Common Interview Questions
Q1: What is the difference between a service account and a user account?
Answer: User accounts represent humans and authenticate via OAuth/interactive login. Service accounts represent applications and authenticate via keys or metadata. Service accounts don't have passwords, can't be used interactively, and are designed for automation. Data pipelines should always use service accounts, not user accounts.
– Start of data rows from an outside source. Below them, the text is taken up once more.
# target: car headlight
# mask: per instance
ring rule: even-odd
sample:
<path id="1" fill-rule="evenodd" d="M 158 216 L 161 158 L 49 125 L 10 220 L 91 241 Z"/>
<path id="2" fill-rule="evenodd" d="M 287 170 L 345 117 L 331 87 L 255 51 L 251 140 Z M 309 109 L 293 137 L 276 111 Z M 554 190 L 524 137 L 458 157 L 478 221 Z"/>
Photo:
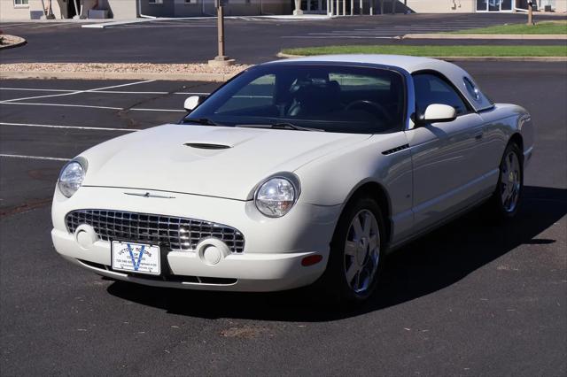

Q2: How do you secure service account keys?
Answer: Never store keys in source code or environment variables. Use Secret Manager to store keys, enable automatic key rotation (90 days), restrict key creation permissions, and monitor key usage via audit logs. Better yet, use Workload Identity Federation to eliminate keys entirely for supported workloads.
Q3: Explain the principle of least privilege in the context of data engineering.
Answer: Each service account should have only the minimum permissions required. An ingestion service account should only be able to publish to Pub/Sub, not read BigQuery data. A processing service account should only be able to read input data and write to specific output locations. This limits blast radius if a service account is compromised.
Q4: When would you use IAM Conditions?
Answer: IAM Conditions are useful for time-based access (allow queries only during business hours), resource-based access (allow access only to specific datasets), and environment-based access (allow production access only from specific VPCs). They complement IAM roles by adding fine-grained restrictions without creating custom roles.
Q5: What is Workload Identity Federation and why is it important?
Answer: Workload Identity Federation allows external identity providers (AWS, Azure, GitHub, etc.) to access GCP resources using OIDC tokens instead of service account keys. This eliminates the security risk of long-lived credentials and is recommended by Google's security best practices for CI/CD pipelines and multi-cloud architectures.